1. Garrisi D, Bevan A, Angeles C. Advancing treatments for rare renal diseases: new hopes and opportunities to address a high unmet need. Glomerular Dis. 2023;4(1):11-18. doi:10.1159/000535955
2. Aymé S, Bockenhauer D, Day S, et al. Common elements in rare kidney diseases: conclusions from a Kidney Disease: Improving Global Outcomes (KDIGO) controversies conference. Kidney Int. 2017;92(4):796-808. doi:10.1016/j.kint.2017.06.018. Erratum in: Kidney Int. 2017;92(6):1558. doi:10.1016/j.kint.2017.10.004
3. Aiyegbusi OL, Fenton A. The impact of rare kidney diseases on kidney failure. Lancet. 024;403(10433):1211-1213. doi:10.1016/S0140-6736(24)00198-3
4. Wong K, Pitcher D, Braddon F, et al. Effects of rare kidney diseases on kidney failure: a longitudinal analysis of the UK National Registry of Rare Kidney Diseases (RaDaR) cohort.
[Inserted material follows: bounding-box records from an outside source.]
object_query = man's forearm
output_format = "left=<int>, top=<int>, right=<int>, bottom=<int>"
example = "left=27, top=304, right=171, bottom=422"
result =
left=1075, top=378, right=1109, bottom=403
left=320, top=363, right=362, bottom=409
Lancet. 2024;403(10433):1279-1289. doi:10.1016/S0140-6736(23)02843-X
5. Wlodkowski T, Haeberle S, Schaefer F. Das Europäische Referenznetzwerk für seltene Nierenerkrankungen (ERKNet) [The European Rare Kidney Disease Reference Network]. Inn Med (Heidelb). 2024;65(12):1283-1292.
6. Park JJH, Siden E, Zoratti MJ, et al. Systematic review of basket trials, umbrella trials, and platform trials: a landscape analysis of master protocols. Trials. 2019;20(1):572. doi:10.1186/s13063-019-3664-1

The opinions expressed in this column are the contributor’s own and do not represent those of Nephrology Times.